Before the skirmish, the fighter took the painkiller Percocet, according to an incident report by the Mount Pleasant Police Department. Toxicology testing should reveal whether it played a role.
“I just don’t have a definitive answer at this time,” Wooten said. “Unfortunately, it’s going to remain a very sad mystery at this point.”
Mims was in charge of his debut appearance as an MMA fighter.
He hadn’t absorbed a single blow from his opponent, Blake Poore. Know as “Teestea,” the amateur fighter was the one doing the hitting in this sport that combines martial arts, boxing, wrestling and kickboxing.
After the first round, the referees considered declaring him the winner.
But about five minutes in, Mims lost steam. Exhaustion overwhelmed him. He was relegated to the “bottom position,” said an expert sitting ringside.
He started taking punches and kicks, unable to free himself. The referee ended the match in the second round and declared Poore the winner.
“He wasn’t being hit hard; he was simply not bettering his position,” said Blake Grice of Anderson, an MMA referee who was scheduled to officiate several fights later in the evening. “It was a textbook stoppage. But he wasn’t hurt. He was just tired.”
Mims smiled and told a doctor he was OK but needed rest. He answered questions coherently. With help, he walked to the locker room around 8:30 p.m., where he removed his gloves and drank water.
But within minutes, he began talking gibberish and breathing heavily. He passed out. Paramedics tried to resuscitate him, but the father of five died an hour later at Medical University Hospital.

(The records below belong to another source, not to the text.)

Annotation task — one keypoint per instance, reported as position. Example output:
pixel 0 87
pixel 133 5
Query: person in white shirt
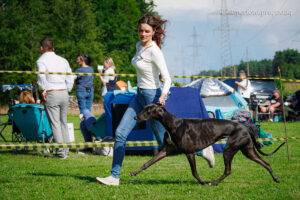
pixel 149 63
pixel 244 87
pixel 108 82
pixel 55 90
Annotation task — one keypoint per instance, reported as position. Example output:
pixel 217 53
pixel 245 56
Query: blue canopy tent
pixel 20 87
pixel 182 102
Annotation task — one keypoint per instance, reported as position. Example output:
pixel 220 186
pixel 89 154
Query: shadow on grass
pixel 84 178
pixel 160 182
pixel 125 182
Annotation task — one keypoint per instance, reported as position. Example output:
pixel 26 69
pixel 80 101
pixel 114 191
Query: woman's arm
pixel 159 60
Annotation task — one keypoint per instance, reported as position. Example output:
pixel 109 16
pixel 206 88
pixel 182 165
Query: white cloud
pixel 272 39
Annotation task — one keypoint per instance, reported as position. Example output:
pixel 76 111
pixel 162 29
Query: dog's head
pixel 154 111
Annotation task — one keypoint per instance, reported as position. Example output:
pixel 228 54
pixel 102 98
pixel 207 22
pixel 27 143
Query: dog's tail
pixel 257 146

His death was the second in South Carolina’s MMA community since 2009, when lawmakers created the Athletic Commission to regulate combative sports, but it’s unknown whether it was directly related to the fight. State officials said Monday that Mims underwent the required pre-fight exams, but his death has prompted some to call for tighter regulations.
Mims had trained for months at The Augusta Fight Club and was featured on “Georgia Boys Grits N’ Glory,” an upcoming reality show chronicling fighters’ struggle to turn pro.
The show’s production manager, Rich Seidlitz, said Monday that it was Mims’ way of turning away from a life on the streets.
“He was able to channel something that could have been violent into something that was a sport,” Seidlitz said. “He wanted to use this as a vehicle to provide for his family.”